Water management is an ongoing challenge in Georgia.
Severe droughts occur every 40 years or so, but the increase in population and industrialization has made matters worse. Recent court rulings require that we take serious measures to save water for our neighbors who live downstream. It reminds me of a Frederic Remington painting, "Fight for the Water Hole." It depicts a small group of cowboys defending a nearly empty water hole in the desert. They are lying on their bellies and aiming rifles at an unseen group of marauders, ready to kill or be killed.
Jesus lived in a region even more arid than Georgia. For his people, the scarcity of water was truly a limiting factor. Water was a big part of their celebration at the Festival of Booths. It was in the desert region of Jerusalem, at the Festival of Booths, when Jesus spoke of water in a new way. "On the last day of the festival, the great day, while Jesus was standing there, he cried out, "Let anyone who is thirsty come to me, and let the one who believes in me drink. As the scripture has said, ‘Out of the believer's heart shall flow rivers of living water.'" (John 7:37-38).
Words like this hardly suggest a water shortage. Jesus did not invite a few friends to share a cup of water from a stagnant well. He invited everyone within earshot to come and drink deeply from a never-ending source of fresh, living water. He promised not just enough water, but an abundance of water, rivers of living water emanating from the hearts of believers.
Jesus was not talking literally about water, of course, but he was talking literally about abundance. When it comes to spiritual sustenance, there is enough to go around. When it comes to living water, we need not look for another source, much less defend the water hole from others who are thirsty. Abundance is a motif repeated often in the Gospel of John (e.g., the wedding at Cana, where water turned to wine was not only in great quantity, but of highest quality). When we imagine the Kingdom of God, we must use the word "plenty".
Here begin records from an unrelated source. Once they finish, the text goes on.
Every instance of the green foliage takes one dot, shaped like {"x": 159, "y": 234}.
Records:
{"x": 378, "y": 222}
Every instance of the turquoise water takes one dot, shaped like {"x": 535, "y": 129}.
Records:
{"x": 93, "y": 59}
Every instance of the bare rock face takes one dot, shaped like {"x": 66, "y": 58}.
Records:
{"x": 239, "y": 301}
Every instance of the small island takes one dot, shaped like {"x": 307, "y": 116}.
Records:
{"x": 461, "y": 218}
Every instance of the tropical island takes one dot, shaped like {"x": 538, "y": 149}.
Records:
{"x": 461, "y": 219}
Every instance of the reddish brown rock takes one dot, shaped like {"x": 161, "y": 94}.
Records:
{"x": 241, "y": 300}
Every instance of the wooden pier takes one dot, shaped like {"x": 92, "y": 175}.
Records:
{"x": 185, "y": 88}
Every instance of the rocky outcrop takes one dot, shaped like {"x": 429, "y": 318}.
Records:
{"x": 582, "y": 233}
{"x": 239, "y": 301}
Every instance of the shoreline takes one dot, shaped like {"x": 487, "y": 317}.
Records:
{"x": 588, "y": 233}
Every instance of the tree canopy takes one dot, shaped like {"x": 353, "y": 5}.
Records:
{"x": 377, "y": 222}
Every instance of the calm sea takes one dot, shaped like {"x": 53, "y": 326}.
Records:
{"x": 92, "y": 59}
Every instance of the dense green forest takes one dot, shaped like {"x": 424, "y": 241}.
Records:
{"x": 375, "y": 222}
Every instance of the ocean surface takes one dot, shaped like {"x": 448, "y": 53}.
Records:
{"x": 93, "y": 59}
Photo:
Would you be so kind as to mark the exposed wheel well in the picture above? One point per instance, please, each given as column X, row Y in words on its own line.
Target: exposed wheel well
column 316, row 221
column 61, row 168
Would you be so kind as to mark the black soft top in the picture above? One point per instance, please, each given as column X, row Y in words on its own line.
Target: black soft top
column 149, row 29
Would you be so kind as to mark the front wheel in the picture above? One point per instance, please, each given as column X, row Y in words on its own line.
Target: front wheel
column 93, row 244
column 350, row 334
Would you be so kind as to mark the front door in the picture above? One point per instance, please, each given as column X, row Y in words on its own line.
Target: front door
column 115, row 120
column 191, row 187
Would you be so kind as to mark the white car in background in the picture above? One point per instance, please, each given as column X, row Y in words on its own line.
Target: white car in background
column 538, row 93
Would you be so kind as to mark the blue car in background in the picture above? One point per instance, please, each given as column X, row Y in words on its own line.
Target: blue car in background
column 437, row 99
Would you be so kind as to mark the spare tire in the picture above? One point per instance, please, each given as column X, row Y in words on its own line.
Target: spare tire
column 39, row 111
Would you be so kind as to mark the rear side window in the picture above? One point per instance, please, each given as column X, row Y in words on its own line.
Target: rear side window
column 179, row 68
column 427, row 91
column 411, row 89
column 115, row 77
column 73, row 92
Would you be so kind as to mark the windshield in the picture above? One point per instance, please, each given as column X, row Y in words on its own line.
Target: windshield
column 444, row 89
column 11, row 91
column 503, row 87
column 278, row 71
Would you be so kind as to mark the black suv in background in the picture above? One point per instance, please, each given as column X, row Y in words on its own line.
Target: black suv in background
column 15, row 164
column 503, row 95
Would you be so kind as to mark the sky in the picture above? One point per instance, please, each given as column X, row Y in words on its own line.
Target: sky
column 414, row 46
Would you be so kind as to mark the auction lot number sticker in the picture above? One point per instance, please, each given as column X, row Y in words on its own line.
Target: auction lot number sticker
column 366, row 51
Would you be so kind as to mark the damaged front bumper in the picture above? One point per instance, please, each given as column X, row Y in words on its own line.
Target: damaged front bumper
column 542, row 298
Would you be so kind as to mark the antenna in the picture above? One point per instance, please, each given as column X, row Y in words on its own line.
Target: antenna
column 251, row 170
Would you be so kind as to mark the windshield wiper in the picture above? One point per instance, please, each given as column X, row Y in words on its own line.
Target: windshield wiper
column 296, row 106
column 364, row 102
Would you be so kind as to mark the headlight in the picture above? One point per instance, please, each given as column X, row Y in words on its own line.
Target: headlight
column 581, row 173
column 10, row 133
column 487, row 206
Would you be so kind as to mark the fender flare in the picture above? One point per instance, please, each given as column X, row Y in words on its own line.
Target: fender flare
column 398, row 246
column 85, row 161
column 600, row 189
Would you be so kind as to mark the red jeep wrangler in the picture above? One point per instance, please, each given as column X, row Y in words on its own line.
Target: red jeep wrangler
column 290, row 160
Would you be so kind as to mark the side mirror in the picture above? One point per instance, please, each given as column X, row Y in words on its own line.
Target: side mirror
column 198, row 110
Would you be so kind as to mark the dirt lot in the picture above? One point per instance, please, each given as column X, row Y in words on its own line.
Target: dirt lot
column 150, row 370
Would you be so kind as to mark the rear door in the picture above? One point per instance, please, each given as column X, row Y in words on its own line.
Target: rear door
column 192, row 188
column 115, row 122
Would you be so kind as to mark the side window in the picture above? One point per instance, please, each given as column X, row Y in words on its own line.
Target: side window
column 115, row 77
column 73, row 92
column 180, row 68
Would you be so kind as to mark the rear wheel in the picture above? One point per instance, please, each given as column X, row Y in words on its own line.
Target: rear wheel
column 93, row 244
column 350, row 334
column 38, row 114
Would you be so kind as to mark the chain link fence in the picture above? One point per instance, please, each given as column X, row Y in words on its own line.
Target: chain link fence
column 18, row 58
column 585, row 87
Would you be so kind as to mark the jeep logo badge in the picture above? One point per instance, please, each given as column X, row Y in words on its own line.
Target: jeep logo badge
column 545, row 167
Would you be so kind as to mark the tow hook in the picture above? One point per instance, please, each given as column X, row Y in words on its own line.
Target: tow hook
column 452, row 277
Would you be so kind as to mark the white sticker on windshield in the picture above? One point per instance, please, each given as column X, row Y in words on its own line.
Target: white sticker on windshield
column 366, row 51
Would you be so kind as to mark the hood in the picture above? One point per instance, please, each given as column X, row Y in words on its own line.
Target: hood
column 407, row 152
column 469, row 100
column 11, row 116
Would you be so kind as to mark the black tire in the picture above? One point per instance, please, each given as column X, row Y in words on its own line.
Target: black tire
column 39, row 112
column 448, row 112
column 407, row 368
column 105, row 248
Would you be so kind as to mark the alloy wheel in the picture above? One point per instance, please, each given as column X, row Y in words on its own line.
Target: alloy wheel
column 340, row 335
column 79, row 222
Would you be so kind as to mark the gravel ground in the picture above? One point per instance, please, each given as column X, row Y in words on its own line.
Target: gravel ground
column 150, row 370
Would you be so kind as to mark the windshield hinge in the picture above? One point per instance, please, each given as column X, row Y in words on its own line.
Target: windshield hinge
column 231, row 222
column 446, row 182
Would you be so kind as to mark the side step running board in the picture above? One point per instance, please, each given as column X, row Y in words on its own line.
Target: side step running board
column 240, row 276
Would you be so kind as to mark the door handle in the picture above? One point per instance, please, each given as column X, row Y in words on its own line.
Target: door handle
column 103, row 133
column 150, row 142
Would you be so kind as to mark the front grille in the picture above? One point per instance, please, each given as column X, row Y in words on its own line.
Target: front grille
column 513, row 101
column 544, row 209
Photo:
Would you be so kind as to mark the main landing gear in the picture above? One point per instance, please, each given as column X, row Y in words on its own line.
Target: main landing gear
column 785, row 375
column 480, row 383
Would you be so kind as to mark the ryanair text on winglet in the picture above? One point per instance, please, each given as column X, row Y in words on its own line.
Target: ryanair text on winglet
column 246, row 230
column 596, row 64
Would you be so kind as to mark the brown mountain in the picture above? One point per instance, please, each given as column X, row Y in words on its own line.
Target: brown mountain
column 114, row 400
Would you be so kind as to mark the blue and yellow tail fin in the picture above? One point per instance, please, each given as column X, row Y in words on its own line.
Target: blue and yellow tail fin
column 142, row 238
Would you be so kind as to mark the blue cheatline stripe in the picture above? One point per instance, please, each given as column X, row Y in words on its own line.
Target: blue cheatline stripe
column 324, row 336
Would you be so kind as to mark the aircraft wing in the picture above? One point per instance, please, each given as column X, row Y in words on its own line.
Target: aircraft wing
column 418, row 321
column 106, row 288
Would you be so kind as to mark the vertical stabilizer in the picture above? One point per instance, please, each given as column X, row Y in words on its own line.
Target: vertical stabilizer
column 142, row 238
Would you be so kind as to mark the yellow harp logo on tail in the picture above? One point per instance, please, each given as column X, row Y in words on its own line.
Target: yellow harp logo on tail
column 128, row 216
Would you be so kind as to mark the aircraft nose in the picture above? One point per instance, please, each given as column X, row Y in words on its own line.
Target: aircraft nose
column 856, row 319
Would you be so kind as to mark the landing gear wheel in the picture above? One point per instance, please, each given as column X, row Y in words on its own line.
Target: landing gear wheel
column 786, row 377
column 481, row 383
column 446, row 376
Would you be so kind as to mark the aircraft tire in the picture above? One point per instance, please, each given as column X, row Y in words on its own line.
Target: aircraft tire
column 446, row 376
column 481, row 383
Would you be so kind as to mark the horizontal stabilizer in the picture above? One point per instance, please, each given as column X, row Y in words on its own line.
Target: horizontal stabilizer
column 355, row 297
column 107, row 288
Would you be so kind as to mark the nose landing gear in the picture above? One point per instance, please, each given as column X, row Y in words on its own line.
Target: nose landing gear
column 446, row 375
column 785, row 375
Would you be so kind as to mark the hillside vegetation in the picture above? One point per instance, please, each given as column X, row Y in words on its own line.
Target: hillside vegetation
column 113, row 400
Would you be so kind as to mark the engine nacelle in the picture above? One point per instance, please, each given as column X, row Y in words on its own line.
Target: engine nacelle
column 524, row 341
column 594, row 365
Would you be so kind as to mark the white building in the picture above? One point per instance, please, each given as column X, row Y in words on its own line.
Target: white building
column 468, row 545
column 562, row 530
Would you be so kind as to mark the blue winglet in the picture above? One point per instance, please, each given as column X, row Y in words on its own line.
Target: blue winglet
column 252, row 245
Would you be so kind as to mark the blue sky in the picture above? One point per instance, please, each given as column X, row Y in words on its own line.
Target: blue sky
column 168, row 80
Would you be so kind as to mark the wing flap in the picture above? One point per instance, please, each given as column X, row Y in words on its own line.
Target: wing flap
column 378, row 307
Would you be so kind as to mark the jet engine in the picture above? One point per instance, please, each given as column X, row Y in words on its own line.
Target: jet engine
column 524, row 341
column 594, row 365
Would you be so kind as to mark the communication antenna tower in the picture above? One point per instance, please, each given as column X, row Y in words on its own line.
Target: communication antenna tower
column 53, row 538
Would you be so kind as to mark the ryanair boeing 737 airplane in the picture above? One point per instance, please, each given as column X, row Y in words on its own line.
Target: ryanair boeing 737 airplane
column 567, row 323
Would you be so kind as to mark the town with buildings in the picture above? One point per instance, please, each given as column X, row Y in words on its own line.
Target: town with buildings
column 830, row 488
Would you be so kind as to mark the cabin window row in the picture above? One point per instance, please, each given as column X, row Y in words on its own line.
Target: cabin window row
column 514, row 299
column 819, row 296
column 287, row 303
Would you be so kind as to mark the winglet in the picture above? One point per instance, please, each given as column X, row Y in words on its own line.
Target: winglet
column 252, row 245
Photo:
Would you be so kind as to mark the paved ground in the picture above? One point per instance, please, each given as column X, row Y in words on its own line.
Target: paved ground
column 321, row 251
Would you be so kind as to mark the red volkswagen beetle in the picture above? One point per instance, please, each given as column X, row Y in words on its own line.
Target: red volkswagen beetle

Sometimes we operate our churches with an attitude of scarcity which belies God's abundance. We compete for resources as if God's economy were characterized by deprivation. We compete for members as if stealing sheep somehow encouraged other sheep to join the fold. We receive the living water, then hold onto it without sharing until it becomes a stagnant pool unfit to drink.
The word that describes this condition is not scarcity, for scarcity in this case is imagined. The correct word is faithlessness. It is faithlessness which creates scarcity, while faithfulness creates abundance. "Out of the believer's heart shall flow rivers of living water." God touches the believer's heart and opens a floodgate of compassion to irrigate the driest landscape of hopelessness.
This summer we know that the weather will be dry and hot. It is time to conserve our water to get through the drought. The summer months are often a time of financial drought for our churches as well. But this need not be the case. Our faithfulness can keep the rivers of living water flowing, so that everyone who thirsts can drink from Jesus, the abundant source of life. Let us not fail in our task of continuing vital ministry in the days ahead.
Brian Dale is pastor of Allen Memorial Methodist Church in Oxford.
Editor's Note: Pastor Brian Dale has been reassigned by the church, and this is his last column for The Covington News. The News wishes him the best in his future endeavours.